Kogut wrote:
ChillCore wrote:
Unfortunately my OpenTTD time is consumed like this -> 10% reading forum, changelog, FlySpray and posting, 4% updating patches , 85% checking things and tracing bugs, 1% actual playing.
I do that from time to time but if I were to do that for all patches I would need days that lasted 72 hours and financial support to turn my hobby into my job.
I am a bit worried that in situation like this keeping to date heap of patches may turn into tedious job (see history of MiniIN). So use your own build, and improve that statistics.
Yeah, I should improve those statistics.

I do get to play from time to time, but everytime I do I see something new I want to change/add ...
Luckily I have backwards savegame compatibility now so I can continue my game instead of having to start a new one each time I have a new version.
MiniIn has/had a lot more patches in it ... and yes, some day I will get tired of maintaining mine also but not yet.
Most of the time it is good fun though because i enjoy coding just as much as playing, if not more.

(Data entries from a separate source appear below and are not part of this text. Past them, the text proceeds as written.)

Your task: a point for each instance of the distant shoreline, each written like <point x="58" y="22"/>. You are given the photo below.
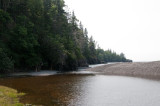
<point x="135" y="69"/>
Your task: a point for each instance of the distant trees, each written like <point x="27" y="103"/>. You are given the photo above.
<point x="40" y="34"/>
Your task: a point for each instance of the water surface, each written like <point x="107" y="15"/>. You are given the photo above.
<point x="86" y="89"/>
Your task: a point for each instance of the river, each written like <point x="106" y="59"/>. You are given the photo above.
<point x="86" y="89"/>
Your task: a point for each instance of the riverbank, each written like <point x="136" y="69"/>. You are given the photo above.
<point x="9" y="97"/>
<point x="135" y="69"/>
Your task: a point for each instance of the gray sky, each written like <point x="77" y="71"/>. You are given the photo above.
<point x="128" y="26"/>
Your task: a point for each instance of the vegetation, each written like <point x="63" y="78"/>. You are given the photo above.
<point x="9" y="97"/>
<point x="40" y="34"/>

I also enjoy looking at other peoples savegames to see how they do things and almost everytime I look at the code I find/learn something new.
Also by searching for all those missing grfs I find some small jewels from time to time.
Even as a kid I enjoyed messing with code and looking at how things work.
I once have drawn a porsche on a commodore Vic 20, fullscreen, using nothing but "data 1234 5678 9abc def1 ...." <- once for each row of pixels.
Later my dad had a cardridge , red with a white button, that plugged in his commodore 64 that you could use to pause and hack gamecode to cheat. I even used to have an Exploder(tm) for my playstation that did the same thing.
On my first pc real pc, a 486, I created a website about JavaScript and HTML using nothing but notepad, a few books and a few programs to create background images, buttons and flash objects. I still have it but I never finished it and was never published, by now most of the content is outdated but it was good fun.
To end the "ChillCore: Computer history", my first encounter with a computer that had a keyboard was while copying the game called "Marsmannetjes" out of the manual of a Spectrum ZX81, written in basic and all you had to do was slalom between characters, falling from the top of the screen, avoiding them as speed increased over time. I could not save the code and had to write it again each time I wanted to play ... without my father knowing as he would have been mad for me touching his precious.
Good times it were indeed. How things have changed since then ... luckily.
The only thing I regret is that I made some wrong choices when I was young and did not continue studying when I had the chance to do so ... My hobby could have been my job ...
What I am doing now is nothing more than what I have been doing for as long as I can remember ... only on a larger scale and focussed on one project ...
When I get frustrated I play a shooter and imagine the adversary to be unsolved bugs, not that shooting them solves them though

.
Also I have been thinking about letting people join to help and giving a bit of the control out of my hands but I am afraid that the one will not now what the other has done at some point while merging or bumping ... checking up on each other is no fun or might be difficult at times. I should have used HG or Git from the beginning for that to be easier but I like svn better ...
That being said if someone really wants to add or has added a patch that he would like to see in the patchpack he can always send me an extended version and by simply comparing the patches I can add the changes to my official version.
ps:
Sorry for the wall of text, I got carried away down on memory lane a bit.